Le serious game est un objet juridique, à propos duquel le droit et la jurisprudence vont devoir se saisir.
Qualification juridique du serious game
Il est en effet probable que, le nombre de commandes augmentant, des litiges vont naître entre les sociétés éditrices et les entreprises utilisatrices.

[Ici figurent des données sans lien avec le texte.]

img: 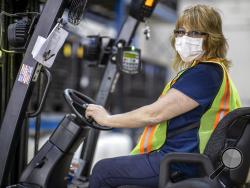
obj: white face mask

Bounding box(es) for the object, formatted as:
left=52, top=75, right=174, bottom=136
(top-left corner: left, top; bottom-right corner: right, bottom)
left=175, top=35, right=205, bottom=63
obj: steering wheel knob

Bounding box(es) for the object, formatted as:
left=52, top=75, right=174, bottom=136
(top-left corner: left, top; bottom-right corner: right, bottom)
left=63, top=89, right=112, bottom=130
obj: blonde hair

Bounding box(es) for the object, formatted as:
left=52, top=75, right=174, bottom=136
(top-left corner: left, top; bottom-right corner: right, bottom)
left=171, top=5, right=231, bottom=70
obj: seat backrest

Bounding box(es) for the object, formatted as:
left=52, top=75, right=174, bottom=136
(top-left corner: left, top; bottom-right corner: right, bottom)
left=204, top=107, right=250, bottom=187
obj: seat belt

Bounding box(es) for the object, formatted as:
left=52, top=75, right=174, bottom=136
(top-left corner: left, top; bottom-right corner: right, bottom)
left=167, top=121, right=200, bottom=138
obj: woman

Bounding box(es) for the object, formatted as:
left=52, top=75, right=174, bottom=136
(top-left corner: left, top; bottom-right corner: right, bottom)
left=85, top=5, right=240, bottom=188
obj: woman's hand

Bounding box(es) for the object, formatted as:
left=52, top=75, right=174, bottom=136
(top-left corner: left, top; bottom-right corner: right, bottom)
left=85, top=104, right=109, bottom=126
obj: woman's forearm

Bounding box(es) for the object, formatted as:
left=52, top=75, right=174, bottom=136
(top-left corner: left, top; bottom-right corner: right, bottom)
left=105, top=105, right=159, bottom=128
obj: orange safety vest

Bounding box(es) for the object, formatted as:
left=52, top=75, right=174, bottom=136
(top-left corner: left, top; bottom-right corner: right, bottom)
left=131, top=59, right=241, bottom=154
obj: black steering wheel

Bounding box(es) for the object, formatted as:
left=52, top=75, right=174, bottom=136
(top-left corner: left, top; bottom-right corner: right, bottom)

Dans ce cadre, la première question que les juridictions seront amenées à trancher sera sans nul doute celle de la qualification juridique.
Un logiciel ?
Lorsque l’on étudie les composants d’un serious game, on s’aperçoit que l’élément principal est logiciel, ce qui pousse naturellement à vouloir faire application des articles L 112-1, 13° (1) et L 122-6 et suivants du Code de la Propriété intellectuelle (2).
Cependant, une telle qualification n’est possible que si l’on fait abstraction des autres composants qui forment le serious game.
Sur le composant logiciel viennent en effet se greffer d’autres éléments caractéristiques du serious game : une base de donnée, des sons (musique, voix), des images (photo, dessin, animation, vidéo) et un script, quand il ne s’agit pas d’un scénario.
Chacun de ces composants est susceptible de recevoir de manière autonome une protection au titre du droit d’auteur.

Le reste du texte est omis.